Wednesday, May 17, 2023

"Entelechy" @ Serralves Museum

"Hope Hippo" is the first thing you see (and hear) when you walk into the Serralves Museum.  It's part of "Entelechy," a fascinating mid-career retrospective of work by Jennifer Allora and Guillermo Calzadilla,  a pair of 50-something artists who live and work in Puerto Rico.


I suspect the occasional whistle-blowing may be sounding the alarm about climate change, which has gotten exponentially worse since this piece was first performed in 2005.  


Synthetic flower petals--some yellow, some pink--that look and feel as if they've just fallen from a bloom are scattered throughout the multimedia exhibit that occupies two large floors of the museum. 

"Graft" (partial, 2019)
Entelechy is a concept that has been around since Aristotle.

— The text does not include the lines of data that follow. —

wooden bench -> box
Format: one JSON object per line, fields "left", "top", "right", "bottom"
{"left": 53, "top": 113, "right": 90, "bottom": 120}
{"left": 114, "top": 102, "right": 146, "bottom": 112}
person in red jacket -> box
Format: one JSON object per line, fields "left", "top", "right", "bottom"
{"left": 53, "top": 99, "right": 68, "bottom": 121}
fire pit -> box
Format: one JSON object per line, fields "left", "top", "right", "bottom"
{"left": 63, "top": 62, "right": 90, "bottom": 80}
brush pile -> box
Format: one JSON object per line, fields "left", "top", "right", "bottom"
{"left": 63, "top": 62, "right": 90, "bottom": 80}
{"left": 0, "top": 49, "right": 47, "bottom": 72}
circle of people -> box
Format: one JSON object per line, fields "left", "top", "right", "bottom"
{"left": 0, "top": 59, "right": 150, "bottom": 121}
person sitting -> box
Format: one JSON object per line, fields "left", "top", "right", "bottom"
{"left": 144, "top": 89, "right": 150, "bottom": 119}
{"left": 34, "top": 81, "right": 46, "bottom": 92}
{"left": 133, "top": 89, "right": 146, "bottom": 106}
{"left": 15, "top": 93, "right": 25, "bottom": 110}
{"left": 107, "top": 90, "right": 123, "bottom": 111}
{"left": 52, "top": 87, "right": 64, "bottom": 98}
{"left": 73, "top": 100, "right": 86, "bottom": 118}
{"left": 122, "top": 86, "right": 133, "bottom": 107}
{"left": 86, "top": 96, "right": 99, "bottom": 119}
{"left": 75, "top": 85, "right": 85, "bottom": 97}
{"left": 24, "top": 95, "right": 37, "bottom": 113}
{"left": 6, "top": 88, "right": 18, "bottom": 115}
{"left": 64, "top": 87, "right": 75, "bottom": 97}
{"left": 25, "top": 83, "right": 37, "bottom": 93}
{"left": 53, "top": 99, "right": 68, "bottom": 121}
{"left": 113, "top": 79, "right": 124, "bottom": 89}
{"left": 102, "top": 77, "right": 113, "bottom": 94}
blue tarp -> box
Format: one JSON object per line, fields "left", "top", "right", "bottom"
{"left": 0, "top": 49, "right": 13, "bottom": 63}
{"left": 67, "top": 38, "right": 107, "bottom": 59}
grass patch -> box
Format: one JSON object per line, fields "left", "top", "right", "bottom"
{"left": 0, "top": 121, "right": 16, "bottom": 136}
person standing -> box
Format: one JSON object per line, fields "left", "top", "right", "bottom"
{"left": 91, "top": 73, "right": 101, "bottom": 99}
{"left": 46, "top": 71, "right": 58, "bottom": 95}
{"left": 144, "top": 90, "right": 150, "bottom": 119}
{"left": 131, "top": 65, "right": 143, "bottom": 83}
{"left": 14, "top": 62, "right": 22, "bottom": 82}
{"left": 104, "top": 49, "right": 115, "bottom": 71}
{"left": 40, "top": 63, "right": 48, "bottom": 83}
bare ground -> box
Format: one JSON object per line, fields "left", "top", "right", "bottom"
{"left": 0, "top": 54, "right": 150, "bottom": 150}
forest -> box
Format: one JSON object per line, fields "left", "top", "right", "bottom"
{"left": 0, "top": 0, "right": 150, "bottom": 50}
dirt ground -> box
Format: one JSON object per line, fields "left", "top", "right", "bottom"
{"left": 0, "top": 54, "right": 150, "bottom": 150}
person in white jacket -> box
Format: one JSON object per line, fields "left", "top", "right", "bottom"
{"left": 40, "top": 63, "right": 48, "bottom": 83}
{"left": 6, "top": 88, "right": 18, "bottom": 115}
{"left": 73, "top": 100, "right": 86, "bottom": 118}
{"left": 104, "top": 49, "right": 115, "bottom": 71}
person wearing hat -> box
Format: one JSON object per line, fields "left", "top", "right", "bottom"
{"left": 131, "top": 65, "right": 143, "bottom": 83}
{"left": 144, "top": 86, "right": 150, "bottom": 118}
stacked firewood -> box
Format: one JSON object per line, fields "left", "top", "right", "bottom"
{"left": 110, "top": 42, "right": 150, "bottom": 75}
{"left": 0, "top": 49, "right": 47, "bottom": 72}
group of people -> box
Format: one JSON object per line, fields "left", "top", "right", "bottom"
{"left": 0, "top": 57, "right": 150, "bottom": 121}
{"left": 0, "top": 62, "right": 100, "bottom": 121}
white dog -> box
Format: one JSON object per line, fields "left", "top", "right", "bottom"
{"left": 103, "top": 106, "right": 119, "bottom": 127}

Philosophy has never been my bailiwick but the artists' environmental concerns come through loud and clear.  The exhibit has taken its name from this monumental coal sculpture they cast in 2020 from a tree struck by lightning.

What says "fossil fuels" more loudly than "Petrified Petrol Pump," a 2010 work?


The whole experience is definitely greater than the sum of its parts.  It's easy to see why they represented the United States at the 2011 Venice Biennale.